Manufacturing Industry

Embracing the web - Stone International - Company Profile - Statistical Data Included

Bobbin, May, 2001 by Jules Abend

Using his "supply chain web," Jack Stone has expanded the concepts of supply chain management and increased capital efficiency.

One important aspect of supply chain management is that it can reduce the need to acquire working capital from financial institutions. And in today's tight money market, this is becoming an increasingly important focus for firms that are up against lenders who don't think the apparel industry -- with its rapidly expanding offshore pipelines -- is glamorous enough for their support.

That, in particular, is one key reason why Eugene E. (Jack) Stone IV is embracing the concept that he calls a "supply chain web." He is among a number of companies in the industry that are broadening the linear concepts of supply chain management (SCM) to a "web," or hub-and-spoke process that is sometimes referred to as demand chain management.

Stone is chairman and CEO of $60-million, 68-year-old Stone Apparel, which is owned and operated by Stone International LLC. The Columbia, SC-based company is a major supplier of men's and boys' private label knit and woven underwear and T-shirts, selling to giants such as Target, Sears, Kmart and JCPenney.

Born Out of Necessity

Stone's interest in implementing strong supply chain measures was accelerated by a global capital crunch. As Stone stresses: "The availability of capital is restricted. Don't be misled by the fact that interest rates have come down. There is a severe tightening from the capital markets on how and to whom lenders will provide funds."

Although apparel companies have benefited from the low costs associated with operating offshore, producing worldwide is significantly changing balance sheets because of the additional working capital that the production pipelines require. "And this is right at the time when both capital availability and our industry as an attractive place to put capital are being scrutinized," Stone declares.

In his view, one of the reasons why SCM hasn't been more effectively driven into the process is because the capital link isn't firmly established across a broad spectrum of the industry. "It's really about capital utilization and efficiencies, and finding more efficient ways to move product from A to Z with less capital," Stone contends.

The industry incurs significant costs with its permanent, fixed investments in inventories and receivables, and when capital is scarce and returns are not generated above those costs, the capital markets will not offer any support. Such is the trend of the past 12 months. As Stone explains. "It is a challenge for us today.... How effective we are in managing inventories and receivables determines the amount of capital we need. If we have $1 of assets, do we generate $1.5 worth of sales, or $3 or $4?"

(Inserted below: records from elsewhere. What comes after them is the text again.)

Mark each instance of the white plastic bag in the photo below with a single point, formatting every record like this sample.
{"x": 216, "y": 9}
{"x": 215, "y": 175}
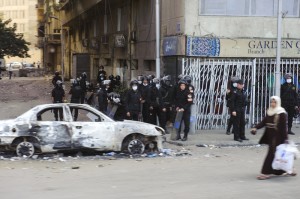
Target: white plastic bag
{"x": 284, "y": 157}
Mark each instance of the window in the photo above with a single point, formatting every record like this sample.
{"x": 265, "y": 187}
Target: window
{"x": 83, "y": 115}
{"x": 248, "y": 7}
{"x": 52, "y": 114}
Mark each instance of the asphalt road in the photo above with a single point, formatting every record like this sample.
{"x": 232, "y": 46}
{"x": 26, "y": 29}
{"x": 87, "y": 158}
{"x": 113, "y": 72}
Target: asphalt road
{"x": 205, "y": 173}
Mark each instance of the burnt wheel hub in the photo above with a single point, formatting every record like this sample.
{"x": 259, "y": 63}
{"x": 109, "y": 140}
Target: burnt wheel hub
{"x": 136, "y": 147}
{"x": 25, "y": 149}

As head of a privately held company that produces between 40 million and 50 million garments annually, Stone feels so strongly that innovative SCM processes can enhance the efficiency of capital that he sponsored a series of full-page "advertorials" in trade publications. Written by well-known strategic thinkers including Peter Brown, CEO of Kurt Salmon Associates, these essays gave visibility to their views. As Stone urges: "We are not an island, we are inter-linked ... and we need our suppliers' and customers' thinking integrated with our own."

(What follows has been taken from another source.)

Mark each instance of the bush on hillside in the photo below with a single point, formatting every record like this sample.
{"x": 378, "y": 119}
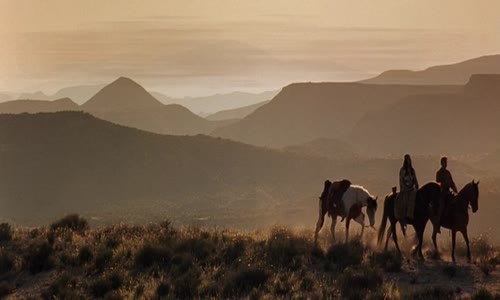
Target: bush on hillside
{"x": 73, "y": 222}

With an eye toward improving his organization's internal operations, Stone incorporated the ideas of his brain trust and took the first step this year toward creating a benchmark to measure procedures and develop new practices. "We believe that if we implement the majority of these, we're going to see significant benefits in terms of capital utilization, and more effective on-time delivery to our customers. And equally important, [we will] enhance the quality of our own environment," he reports.

Current Infrastructure

For Stone, the next step is to extend the process to the company's main suppliers and invite them into the discussion. Along those lines, and in preparation to develop more immediate and comprehensive information-sharing capabilities, two years ago Stone moved from "cumbersome" IBM AS/400 and 9300 mainframes to an open Internet-based client/server system. Previously, anyone who needed information had to go through a programmer to access the mainframe, a process which could take from three days to three months. Now, he says, data is available to all interested parties in real time, and is constantly updated with every transaction.

At the heart of the company's supply "web" vision, the new system consists of four main servers that are located at Stone's headquarters and distribution center in Columbia, SC. Two network servers handle the application, while one NT server takes care of the Net functions and another operates as a communications link.

The company is connected to more than 90 percent of its retail customers via electronic data interchange (EDI). In addition to receiving orders electronically, the client/server system can quickly take stock keeping unit (SKU) information, integrate it into a Forecast Pro forecasting package, interpret the trends and then report them to the retailers.